Наконец они благополучно спускаются.
Чуть отойдя от дуба, Ййр присаживается на корточки; одряхлевший страфиль разжимает когти и не столько спрыгивает, сколько валится на пышный почти сухой мох, тяжело переводя дыхание. Ййр не спешит подняться в рост – только разворачивается к Ю лицом. Рине кажется невежливым стоять и смотреть на старика с высоты своего, пусть даже небольшого, роста. К тому же было бы славно дать отдых ногам. Поэтому она тоже садится – на расстоянии вытянутой руки. Дёргает за штанину Сэма, и тот, вздрогнув, опускается рядом.

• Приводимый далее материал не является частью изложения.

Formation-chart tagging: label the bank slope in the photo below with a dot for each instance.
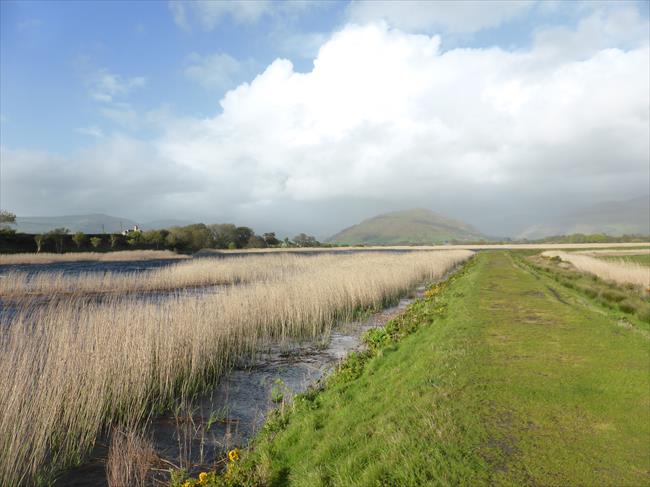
(508, 380)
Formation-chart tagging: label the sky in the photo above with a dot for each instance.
(309, 116)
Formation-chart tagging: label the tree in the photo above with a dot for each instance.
(58, 237)
(155, 238)
(135, 238)
(79, 239)
(40, 240)
(243, 235)
(190, 237)
(304, 240)
(6, 220)
(115, 240)
(223, 234)
(256, 242)
(270, 239)
(95, 242)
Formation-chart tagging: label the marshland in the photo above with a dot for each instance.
(77, 367)
(302, 243)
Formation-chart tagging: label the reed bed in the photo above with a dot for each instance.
(71, 370)
(15, 285)
(619, 272)
(614, 253)
(117, 256)
(513, 246)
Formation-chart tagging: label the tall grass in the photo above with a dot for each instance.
(117, 256)
(193, 273)
(620, 272)
(69, 369)
(513, 246)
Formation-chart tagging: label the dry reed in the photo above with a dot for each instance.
(70, 369)
(514, 246)
(117, 256)
(619, 272)
(188, 274)
(130, 459)
(614, 253)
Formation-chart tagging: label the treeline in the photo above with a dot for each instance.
(189, 238)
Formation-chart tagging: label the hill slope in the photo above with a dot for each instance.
(613, 218)
(417, 226)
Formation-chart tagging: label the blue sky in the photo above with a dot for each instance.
(90, 89)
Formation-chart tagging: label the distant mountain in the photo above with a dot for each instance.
(417, 226)
(168, 223)
(612, 218)
(93, 223)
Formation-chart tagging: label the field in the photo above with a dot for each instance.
(503, 377)
(521, 369)
(635, 259)
(620, 272)
(73, 366)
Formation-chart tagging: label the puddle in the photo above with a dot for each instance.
(240, 402)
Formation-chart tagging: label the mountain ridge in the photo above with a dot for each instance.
(413, 226)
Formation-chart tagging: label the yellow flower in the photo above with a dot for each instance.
(233, 455)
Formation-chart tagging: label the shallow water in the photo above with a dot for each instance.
(71, 268)
(241, 400)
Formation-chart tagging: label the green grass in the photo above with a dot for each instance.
(626, 303)
(506, 378)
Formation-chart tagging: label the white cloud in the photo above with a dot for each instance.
(386, 115)
(210, 13)
(218, 70)
(447, 15)
(621, 27)
(106, 85)
(92, 131)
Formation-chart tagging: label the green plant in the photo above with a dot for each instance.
(79, 239)
(96, 242)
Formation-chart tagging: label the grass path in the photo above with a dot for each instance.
(509, 380)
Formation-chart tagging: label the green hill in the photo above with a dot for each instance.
(417, 226)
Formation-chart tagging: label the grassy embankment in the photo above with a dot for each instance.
(72, 368)
(508, 379)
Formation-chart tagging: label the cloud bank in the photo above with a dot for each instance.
(384, 115)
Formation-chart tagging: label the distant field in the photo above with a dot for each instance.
(508, 379)
(428, 247)
(637, 259)
(617, 271)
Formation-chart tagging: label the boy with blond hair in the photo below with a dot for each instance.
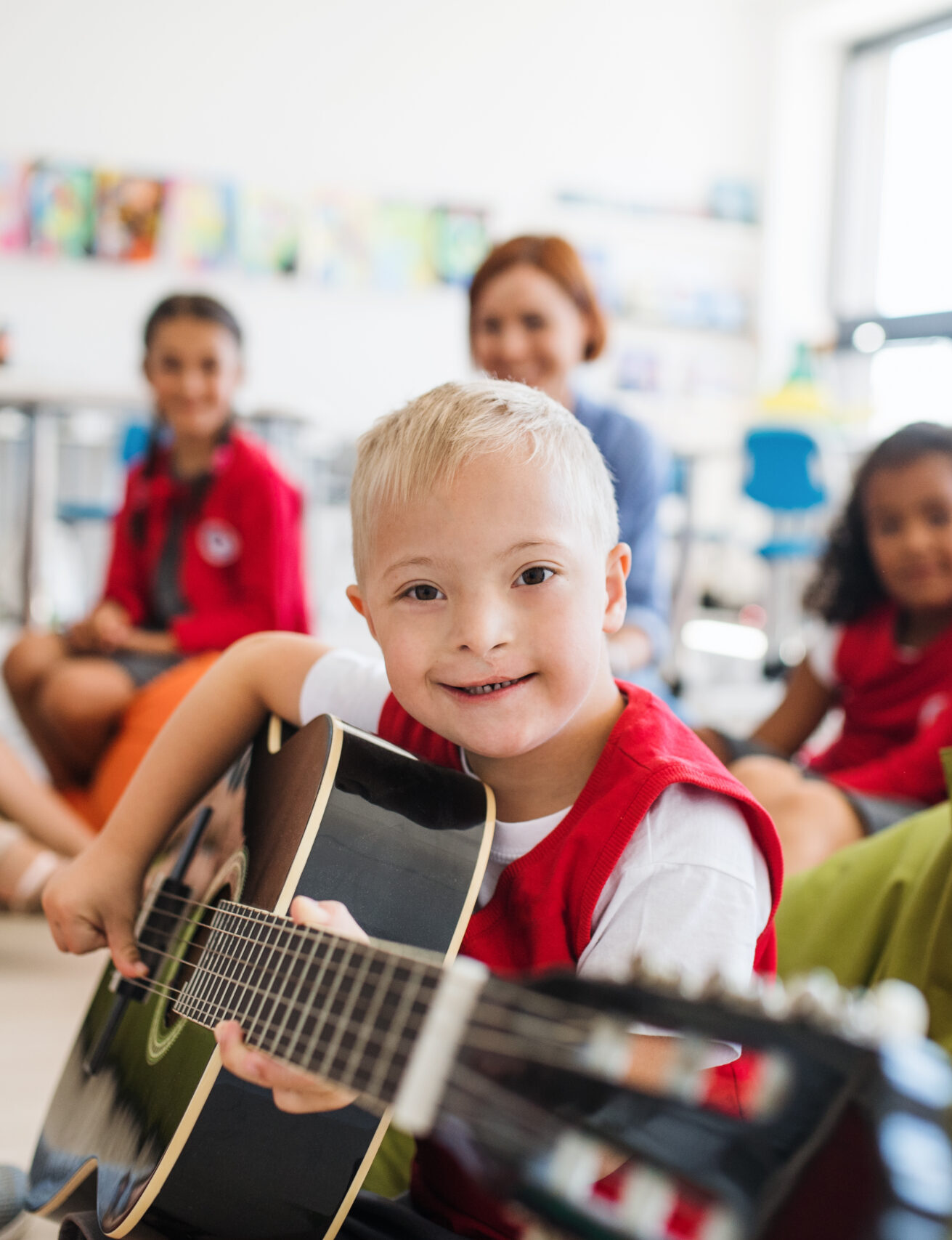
(489, 571)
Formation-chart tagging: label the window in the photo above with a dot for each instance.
(892, 242)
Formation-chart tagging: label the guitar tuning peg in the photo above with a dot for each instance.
(862, 1017)
(774, 1000)
(818, 997)
(574, 1166)
(901, 1010)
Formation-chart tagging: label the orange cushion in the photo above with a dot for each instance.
(143, 721)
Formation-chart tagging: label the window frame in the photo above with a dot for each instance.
(857, 261)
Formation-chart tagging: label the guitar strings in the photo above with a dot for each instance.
(552, 1011)
(496, 1040)
(481, 1027)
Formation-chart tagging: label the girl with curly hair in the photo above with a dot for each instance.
(883, 655)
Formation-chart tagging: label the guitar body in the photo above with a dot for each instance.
(160, 1135)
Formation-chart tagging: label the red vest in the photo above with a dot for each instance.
(889, 700)
(241, 570)
(540, 915)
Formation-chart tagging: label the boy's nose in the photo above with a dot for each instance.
(481, 629)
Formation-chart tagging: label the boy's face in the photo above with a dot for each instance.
(490, 604)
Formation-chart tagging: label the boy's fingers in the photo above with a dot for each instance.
(294, 1090)
(124, 950)
(326, 915)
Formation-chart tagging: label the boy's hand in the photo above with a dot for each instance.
(93, 903)
(294, 1090)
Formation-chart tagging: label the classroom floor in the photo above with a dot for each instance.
(42, 996)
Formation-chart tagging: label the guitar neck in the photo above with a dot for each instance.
(346, 1011)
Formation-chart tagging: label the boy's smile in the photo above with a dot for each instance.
(490, 601)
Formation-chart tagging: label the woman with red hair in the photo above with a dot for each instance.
(533, 319)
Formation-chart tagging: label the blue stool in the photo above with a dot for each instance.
(134, 444)
(782, 473)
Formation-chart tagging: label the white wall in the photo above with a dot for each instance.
(497, 103)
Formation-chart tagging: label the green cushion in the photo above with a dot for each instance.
(882, 908)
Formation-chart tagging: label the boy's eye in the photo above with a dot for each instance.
(424, 593)
(534, 575)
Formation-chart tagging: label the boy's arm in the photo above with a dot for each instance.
(94, 901)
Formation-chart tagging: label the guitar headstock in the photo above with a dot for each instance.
(833, 1122)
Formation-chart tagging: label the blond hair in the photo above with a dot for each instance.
(406, 454)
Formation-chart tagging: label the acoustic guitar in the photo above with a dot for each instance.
(842, 1132)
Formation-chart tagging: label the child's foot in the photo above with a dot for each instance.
(25, 868)
(12, 1203)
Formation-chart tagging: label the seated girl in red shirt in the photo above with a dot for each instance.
(884, 589)
(207, 548)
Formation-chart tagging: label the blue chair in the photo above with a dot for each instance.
(134, 443)
(782, 473)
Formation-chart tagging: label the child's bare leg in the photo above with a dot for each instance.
(38, 810)
(81, 702)
(25, 868)
(26, 668)
(813, 819)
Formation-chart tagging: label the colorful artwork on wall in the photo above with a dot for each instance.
(268, 232)
(336, 241)
(401, 251)
(60, 206)
(198, 224)
(460, 242)
(128, 215)
(12, 207)
(334, 238)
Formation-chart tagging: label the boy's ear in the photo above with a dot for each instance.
(617, 572)
(359, 604)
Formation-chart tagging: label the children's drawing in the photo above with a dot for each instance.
(268, 232)
(200, 219)
(336, 241)
(459, 243)
(128, 212)
(60, 203)
(401, 251)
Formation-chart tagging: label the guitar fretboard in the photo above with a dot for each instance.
(343, 1010)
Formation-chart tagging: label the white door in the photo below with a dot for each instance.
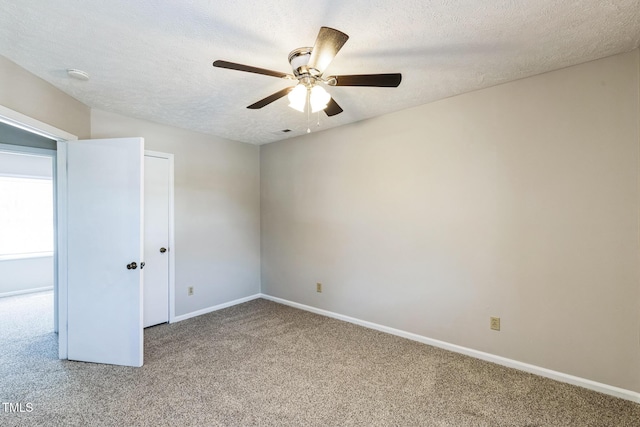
(104, 241)
(156, 240)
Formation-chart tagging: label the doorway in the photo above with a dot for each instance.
(158, 238)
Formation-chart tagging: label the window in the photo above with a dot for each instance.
(26, 217)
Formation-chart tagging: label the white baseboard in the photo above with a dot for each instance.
(543, 372)
(214, 308)
(26, 291)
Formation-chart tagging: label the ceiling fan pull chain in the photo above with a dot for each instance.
(308, 111)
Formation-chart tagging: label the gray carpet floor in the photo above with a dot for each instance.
(265, 364)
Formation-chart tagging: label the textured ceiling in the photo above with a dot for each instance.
(152, 60)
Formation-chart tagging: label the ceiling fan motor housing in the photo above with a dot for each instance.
(299, 58)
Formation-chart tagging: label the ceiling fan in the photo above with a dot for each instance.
(309, 64)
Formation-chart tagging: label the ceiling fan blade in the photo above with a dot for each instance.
(269, 99)
(328, 44)
(374, 80)
(333, 108)
(250, 69)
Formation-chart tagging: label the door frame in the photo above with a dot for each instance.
(171, 251)
(32, 125)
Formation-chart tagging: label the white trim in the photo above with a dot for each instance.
(13, 257)
(29, 124)
(543, 372)
(61, 246)
(215, 308)
(26, 150)
(171, 249)
(26, 291)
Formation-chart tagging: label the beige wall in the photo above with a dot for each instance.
(518, 201)
(25, 93)
(217, 209)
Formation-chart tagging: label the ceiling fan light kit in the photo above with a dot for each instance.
(308, 65)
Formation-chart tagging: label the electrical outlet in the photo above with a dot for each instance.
(495, 323)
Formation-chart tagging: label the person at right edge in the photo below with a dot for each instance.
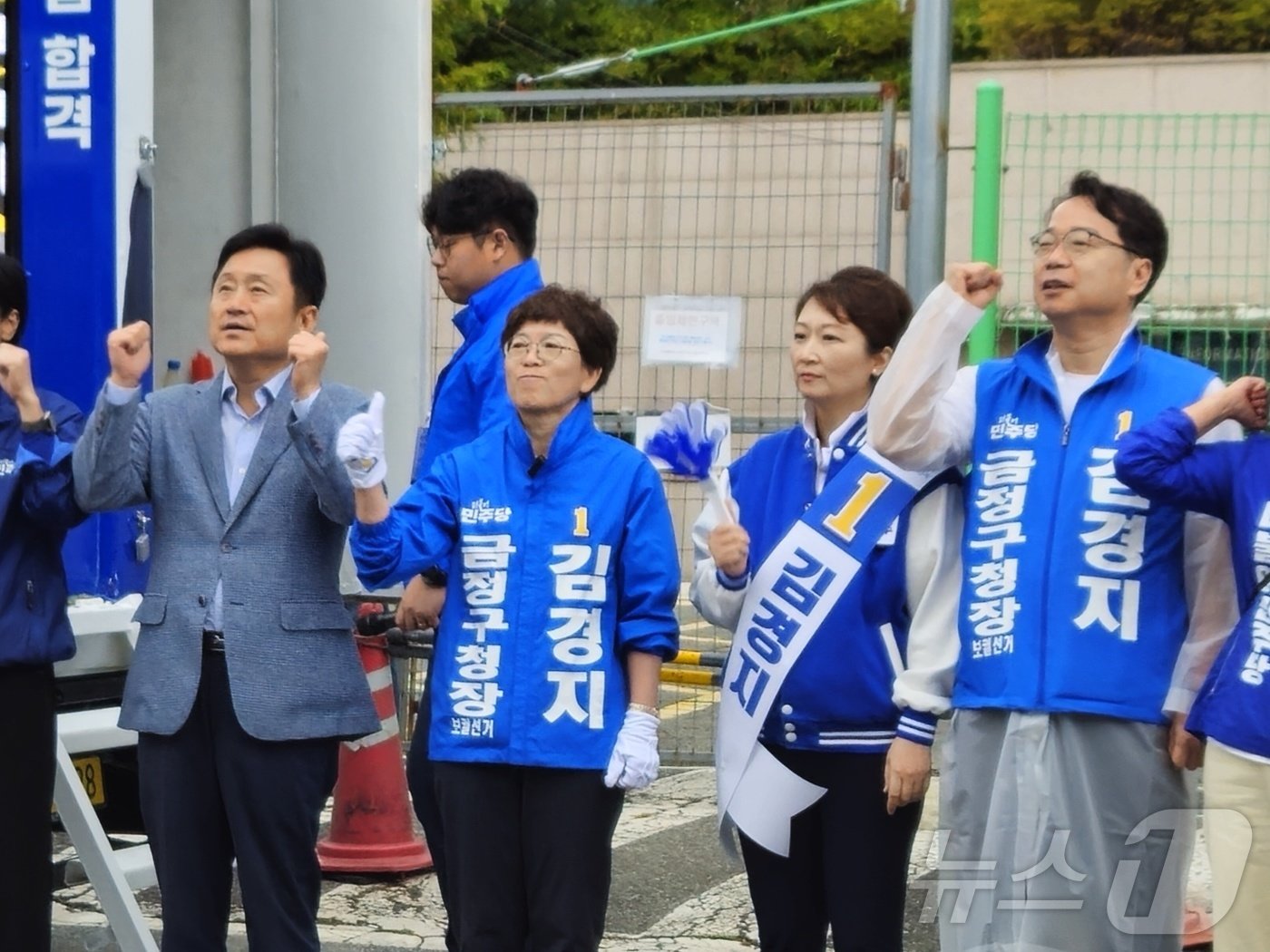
(1232, 482)
(1089, 615)
(482, 230)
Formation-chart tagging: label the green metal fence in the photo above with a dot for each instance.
(1208, 174)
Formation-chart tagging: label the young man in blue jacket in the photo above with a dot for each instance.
(1089, 615)
(37, 505)
(482, 231)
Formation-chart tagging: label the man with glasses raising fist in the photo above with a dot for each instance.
(482, 230)
(1089, 615)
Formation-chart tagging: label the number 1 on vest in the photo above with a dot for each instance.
(867, 489)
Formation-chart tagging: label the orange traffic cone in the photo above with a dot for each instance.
(371, 825)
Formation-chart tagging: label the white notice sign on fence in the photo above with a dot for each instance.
(691, 330)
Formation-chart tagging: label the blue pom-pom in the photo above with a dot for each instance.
(681, 440)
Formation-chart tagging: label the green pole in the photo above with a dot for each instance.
(746, 28)
(986, 215)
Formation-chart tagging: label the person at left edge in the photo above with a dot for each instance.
(559, 611)
(244, 675)
(37, 507)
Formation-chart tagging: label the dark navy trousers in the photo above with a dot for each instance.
(212, 795)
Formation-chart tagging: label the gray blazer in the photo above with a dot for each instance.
(294, 668)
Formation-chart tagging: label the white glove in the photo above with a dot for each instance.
(361, 446)
(634, 762)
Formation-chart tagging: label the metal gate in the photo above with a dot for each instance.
(748, 192)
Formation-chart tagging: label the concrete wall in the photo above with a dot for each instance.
(1209, 177)
(762, 206)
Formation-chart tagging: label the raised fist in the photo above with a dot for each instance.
(129, 351)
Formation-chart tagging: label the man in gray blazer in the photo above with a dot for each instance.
(245, 675)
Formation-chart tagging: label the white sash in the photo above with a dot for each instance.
(787, 599)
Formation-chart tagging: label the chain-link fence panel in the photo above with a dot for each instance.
(1208, 174)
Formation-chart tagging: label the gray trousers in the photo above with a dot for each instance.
(1062, 831)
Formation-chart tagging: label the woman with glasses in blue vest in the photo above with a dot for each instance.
(562, 581)
(856, 713)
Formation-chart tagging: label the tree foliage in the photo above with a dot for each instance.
(1080, 28)
(488, 44)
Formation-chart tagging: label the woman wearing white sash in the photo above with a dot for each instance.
(856, 713)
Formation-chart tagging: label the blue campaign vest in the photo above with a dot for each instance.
(470, 395)
(552, 578)
(1073, 593)
(1234, 706)
(34, 625)
(838, 694)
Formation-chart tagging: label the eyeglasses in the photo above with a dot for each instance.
(1077, 241)
(549, 351)
(446, 244)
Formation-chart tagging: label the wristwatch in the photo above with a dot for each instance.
(435, 577)
(42, 424)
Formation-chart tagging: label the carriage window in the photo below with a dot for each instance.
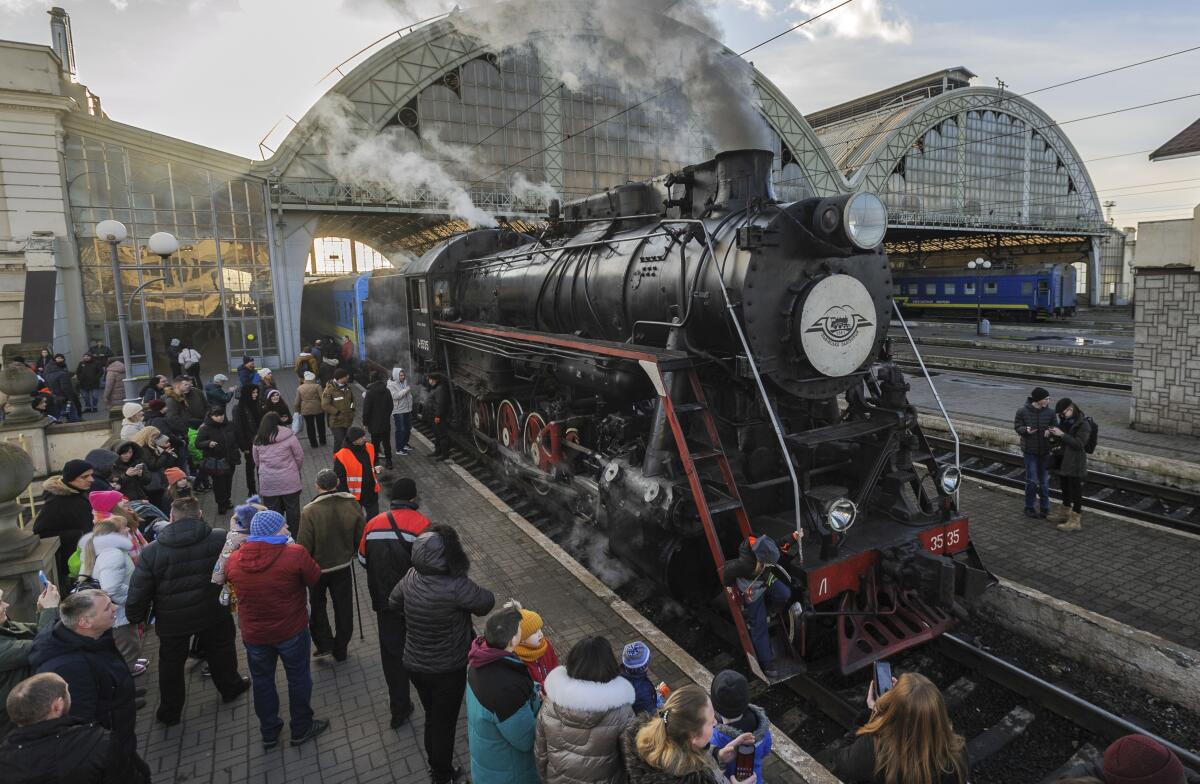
(417, 294)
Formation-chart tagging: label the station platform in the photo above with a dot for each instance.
(220, 743)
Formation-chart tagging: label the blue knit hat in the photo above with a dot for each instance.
(267, 524)
(635, 656)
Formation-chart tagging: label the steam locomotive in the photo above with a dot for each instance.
(685, 364)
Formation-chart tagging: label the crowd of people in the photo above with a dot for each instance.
(136, 551)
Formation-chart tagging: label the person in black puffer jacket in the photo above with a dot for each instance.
(65, 513)
(174, 575)
(437, 599)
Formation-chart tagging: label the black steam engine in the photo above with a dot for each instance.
(688, 363)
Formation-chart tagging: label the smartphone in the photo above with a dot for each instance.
(882, 678)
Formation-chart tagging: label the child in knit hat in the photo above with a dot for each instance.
(535, 648)
(635, 664)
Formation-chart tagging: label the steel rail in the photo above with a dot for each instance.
(1146, 489)
(1057, 700)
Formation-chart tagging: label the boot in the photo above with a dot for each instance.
(1074, 522)
(1060, 515)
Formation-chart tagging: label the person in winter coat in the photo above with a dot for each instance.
(672, 746)
(377, 417)
(155, 389)
(219, 443)
(106, 558)
(909, 717)
(385, 550)
(439, 414)
(274, 402)
(247, 373)
(270, 576)
(1071, 436)
(17, 639)
(502, 705)
(1032, 424)
(215, 392)
(279, 459)
(114, 384)
(65, 513)
(156, 454)
(535, 648)
(90, 375)
(247, 416)
(330, 530)
(337, 401)
(49, 747)
(401, 408)
(306, 363)
(736, 717)
(174, 581)
(587, 707)
(307, 405)
(437, 599)
(79, 648)
(132, 416)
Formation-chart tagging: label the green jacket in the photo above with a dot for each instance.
(16, 640)
(331, 528)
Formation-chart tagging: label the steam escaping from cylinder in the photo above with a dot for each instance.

Лицо страфиля древнее и худое, иссохшая кожа кажется чешуйчатой, но опаловые глаза горят неукротимо, будто у молодого. Пристально оглядев Рину, скользнув взглядом по Сэму, Ю поудобнее подбирает под себя ноги и принимается охорашивать облезлые перья. Он что-то мурлычет негромко, покосившись на Ййра, и у Рины ёкает сердце, потому что в этих звуках она почти точно узнаёт дедушкино имя.
– Говорит, узнаёт Ибрагимовы косточки, даром что ты нос не дорастила как следует, – переводит Ййр. – А тебе, Кнабер, пеняет, но больше в шутку. Лет двадцать назад Ю уже щёлкали. Говорит, машинка у тебя глупая и какая-то не такая, не как тогда была. Велит снаряжать твою пыхалку, а я пока эту чуму хоть на лапы подыму.
Почему-то у Рины под горлом встаёт комок.
От Ю пахнет дряхлостью и аммиаком.
Ю слегка пошатывается, впившись когтями в мох, как будто сама лесная земля норовит его скинуть, но голова его вскинута гордо. Сэму ради наиболее впечатляющего ракурса приходится едва ли не ползать на животе, а старый страфиль расправляет широкие крылья. Уже бессильные нести его по воздуху, крылья всё ещё прекрасны, как и опаловые, живые очи Ю.
Нужно что-то сказать, но какие человеческие слова могут быть здесь уместны? Рине не хватает духу убедить себя, что она ошиблась, что старый Ю вовсе не собрался прямо теперь умереть.
Но тут Ю смотрит на орка долгим взглядом, и тот, вздохнув, спокойно произносит фразу, очень похожую на обычное рассветное приветствие – сегодня я тебя не убиваю – и такую болезненно неполную.
Осторожно дыша, чтобы не всхлипнуть, Рина выговаривает, обращаясь к Ю:
– Мой дедушка Ибрагим помнил ваш… твоё имя, Ю. Дедушка верил, что оно означает «Ветер».
Ййр улыбается, пересказывает старику её слова, и тот, подтянув крылья к телу, ласково посмеивается. И вдруг, вытянув шею, целует в лоб замершую Рину – чёрными, сухими губами.
– Восходящий ветер, – говорит Ййр. – Я тогда сам почти не разбирал. Ибрагиму сказал, да с промашкой.